Sunlight passes through the glazing and strikes the absorber plate, which heats up, changing solar energy into heat energy. The heat is transferred to liquid passing through pipes attached to the absorber plate. Absorber plates are commonly painted with “selective coatings,” which absorb and retain heat better than ordinary black paint. Absorber plates are usually made of metal—typically copper or aluminum—because the metal is a good heat conductor. Copper is more expensive, but is a better conductor and less prone to corrosion than aluminum. In locations with average available solar energy, flat plate collectors are sized approximately one-half- to one-square foot per gallon of one-day’s hot water use.

The main use of this technology is in residential buildings where the demand for hot water has a large impact on energy bills. This generally means a situation with a large family, or a situation in which the hot water demand is excessive due to frequent laundry washing.

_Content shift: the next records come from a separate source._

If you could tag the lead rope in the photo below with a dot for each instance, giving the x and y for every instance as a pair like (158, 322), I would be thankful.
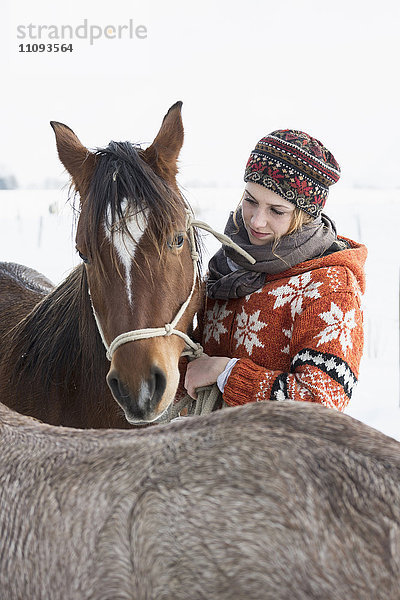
(208, 398)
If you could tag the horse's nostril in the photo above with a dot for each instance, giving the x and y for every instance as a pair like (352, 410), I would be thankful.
(117, 389)
(159, 381)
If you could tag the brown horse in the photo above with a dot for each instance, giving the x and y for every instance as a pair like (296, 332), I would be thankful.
(137, 272)
(268, 501)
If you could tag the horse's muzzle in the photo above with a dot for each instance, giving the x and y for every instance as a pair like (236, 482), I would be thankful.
(142, 405)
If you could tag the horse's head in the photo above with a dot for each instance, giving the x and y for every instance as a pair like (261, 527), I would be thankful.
(132, 237)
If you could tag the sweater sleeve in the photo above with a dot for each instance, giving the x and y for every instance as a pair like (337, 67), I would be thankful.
(325, 352)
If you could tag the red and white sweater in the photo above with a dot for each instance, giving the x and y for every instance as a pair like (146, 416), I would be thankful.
(300, 337)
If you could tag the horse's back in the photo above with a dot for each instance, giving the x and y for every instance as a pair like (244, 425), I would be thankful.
(21, 288)
(273, 500)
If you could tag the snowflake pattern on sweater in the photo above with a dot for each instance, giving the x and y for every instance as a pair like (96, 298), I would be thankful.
(298, 338)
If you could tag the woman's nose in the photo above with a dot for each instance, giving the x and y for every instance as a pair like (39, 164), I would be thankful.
(259, 219)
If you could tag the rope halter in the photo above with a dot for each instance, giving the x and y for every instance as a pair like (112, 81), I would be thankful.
(192, 348)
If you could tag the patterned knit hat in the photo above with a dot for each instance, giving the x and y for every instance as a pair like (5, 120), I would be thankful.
(295, 166)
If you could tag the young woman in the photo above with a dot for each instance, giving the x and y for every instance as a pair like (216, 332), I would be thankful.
(290, 326)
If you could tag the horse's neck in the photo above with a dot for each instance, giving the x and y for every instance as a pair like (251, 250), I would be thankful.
(57, 343)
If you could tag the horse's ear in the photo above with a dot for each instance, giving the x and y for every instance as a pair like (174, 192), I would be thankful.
(163, 153)
(77, 159)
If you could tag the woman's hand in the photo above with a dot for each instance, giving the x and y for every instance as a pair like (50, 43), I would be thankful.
(203, 371)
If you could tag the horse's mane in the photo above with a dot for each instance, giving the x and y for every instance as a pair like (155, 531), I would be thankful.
(122, 174)
(58, 342)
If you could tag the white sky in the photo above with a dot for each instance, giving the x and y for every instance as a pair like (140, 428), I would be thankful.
(241, 68)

Commercial applications include laundromats, car washes, military laundry facilities and eating establishments. The technology can also be used for space heating if the building is located off-grid or if utility power is subject to frequent outages. Solar water heating systems are most likely to be cost effective for facilities with water heating systems that are expensive to operate, or with operations such as laundries or kitchens that require large quantities of hot water.

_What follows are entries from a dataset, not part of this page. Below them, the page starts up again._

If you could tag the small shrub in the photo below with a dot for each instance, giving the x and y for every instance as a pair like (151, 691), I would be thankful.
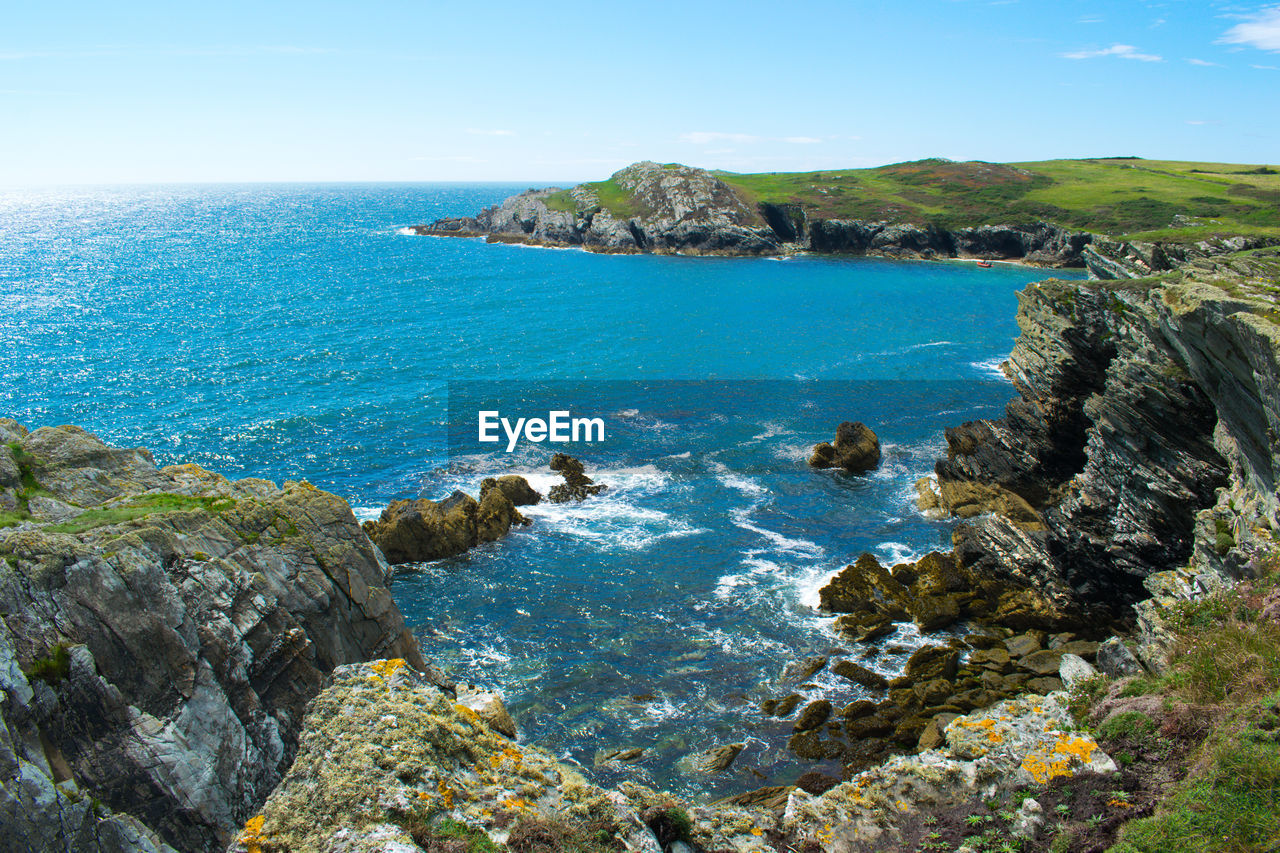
(51, 669)
(1133, 725)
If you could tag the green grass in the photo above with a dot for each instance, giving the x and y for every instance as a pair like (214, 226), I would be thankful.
(141, 507)
(51, 669)
(1226, 667)
(1119, 197)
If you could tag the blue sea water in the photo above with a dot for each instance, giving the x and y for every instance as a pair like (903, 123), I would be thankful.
(300, 332)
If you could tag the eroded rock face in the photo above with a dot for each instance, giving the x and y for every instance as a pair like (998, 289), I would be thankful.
(689, 210)
(856, 450)
(423, 529)
(577, 486)
(173, 629)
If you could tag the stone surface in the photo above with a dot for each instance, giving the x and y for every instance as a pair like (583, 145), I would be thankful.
(856, 450)
(423, 529)
(195, 617)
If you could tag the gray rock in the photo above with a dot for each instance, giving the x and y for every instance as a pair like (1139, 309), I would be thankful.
(177, 652)
(1074, 669)
(1115, 660)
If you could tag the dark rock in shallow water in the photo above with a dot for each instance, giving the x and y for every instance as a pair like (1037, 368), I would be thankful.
(803, 670)
(813, 715)
(714, 760)
(856, 450)
(423, 529)
(183, 639)
(516, 488)
(577, 486)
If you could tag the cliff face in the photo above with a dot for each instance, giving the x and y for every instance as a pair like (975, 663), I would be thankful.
(160, 635)
(1143, 438)
(681, 209)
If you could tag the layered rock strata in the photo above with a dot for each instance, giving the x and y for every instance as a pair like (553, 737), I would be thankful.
(161, 632)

Sunglazed liquid collectors are commonly used to heat water for swimming pools. Because these collectors need not withstand high temperatures, they can use less expensive materials such as plastic or rubber. They also do not require freeze-proofing because swimming pools are generally used only in warm weather or can be drained easily during cold weather. While solar collectors are most cost-effective in sunny, temperate areas, they can be cost effective virtually anywhere in the country so should be considered.

 

Concentrating Collector

A solar collector that uses reflective surfaces to concentrate sunlight onto a small area, where it is absorbed and converted to heat or, in the case of solar photovoltaic (PV) devices, into electricity. Concentrators can increase the power flux of sunlight hundreds of times. The principal types of concentrating collectors include: compound parabolic, parabolic trough, fixed reflector moving receiver, fixed receiver moving reflector, Fresnel lens, and central receiver.

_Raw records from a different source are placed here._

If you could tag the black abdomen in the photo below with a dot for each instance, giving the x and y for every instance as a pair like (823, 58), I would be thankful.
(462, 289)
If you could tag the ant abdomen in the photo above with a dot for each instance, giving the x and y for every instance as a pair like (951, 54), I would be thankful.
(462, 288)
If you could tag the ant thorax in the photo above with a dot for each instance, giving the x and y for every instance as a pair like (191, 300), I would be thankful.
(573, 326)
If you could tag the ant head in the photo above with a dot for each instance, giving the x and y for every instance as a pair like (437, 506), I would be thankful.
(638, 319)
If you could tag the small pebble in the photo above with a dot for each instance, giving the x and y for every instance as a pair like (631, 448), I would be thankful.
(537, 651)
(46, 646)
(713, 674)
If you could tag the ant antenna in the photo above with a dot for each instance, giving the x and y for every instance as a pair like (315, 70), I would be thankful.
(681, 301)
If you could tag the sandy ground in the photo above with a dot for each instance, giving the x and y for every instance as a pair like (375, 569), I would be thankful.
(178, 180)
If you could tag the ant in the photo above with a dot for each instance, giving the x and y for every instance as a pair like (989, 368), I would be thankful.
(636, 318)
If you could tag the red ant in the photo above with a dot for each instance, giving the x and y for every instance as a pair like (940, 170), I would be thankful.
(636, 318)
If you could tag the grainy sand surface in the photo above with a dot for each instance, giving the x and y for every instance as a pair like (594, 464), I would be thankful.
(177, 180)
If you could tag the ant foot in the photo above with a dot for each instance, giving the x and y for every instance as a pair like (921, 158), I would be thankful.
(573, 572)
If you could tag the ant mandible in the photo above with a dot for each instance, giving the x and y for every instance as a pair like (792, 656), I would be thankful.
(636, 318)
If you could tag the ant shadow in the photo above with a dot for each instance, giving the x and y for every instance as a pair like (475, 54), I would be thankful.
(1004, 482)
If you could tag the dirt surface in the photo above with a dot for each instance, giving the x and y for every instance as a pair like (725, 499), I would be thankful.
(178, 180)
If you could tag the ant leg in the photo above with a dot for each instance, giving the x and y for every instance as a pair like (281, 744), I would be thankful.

Concentrating collectors use mirrored surfaces to concentrate the sun’s energy on an absorber called a receiver. Concentrating collectors also achieve high temperatures, but unlike evacuated-tube collectors, they can do so only when direct sunlight is available. The mirrored surface focuses sunlight collected over a large area onto a smaller absorber area to achieve high temperatures. Some designs concentrate solar energy onto a focal point, while others concentrate the sun’s rays along a thin line called the focal line. The receiver is located at the focal point or along the focal line. A heat-transfer fluid flows through the receiver and absorbs heat. These collectors reach much higher temperatures than flat-plate collectors. However, concentrators can only focus direct solar radiation, with the result being that their performance is poor on hazy or cloudy days. Concentrators are most practical in areas of high insolation (exposure to the sun’s rays), such as those close to the equator and in the desert.

Concentrators are used mostly in commercial applications because they are expensive and because the trackers need frequent maintenance. Some residential solar energy systems use parabolic-trough concentrating systems. These installations can provide hot water, space heating, and water purification. Most residential systems use single-axis trackers, which are less expensive and simpler than dual-axis trackers.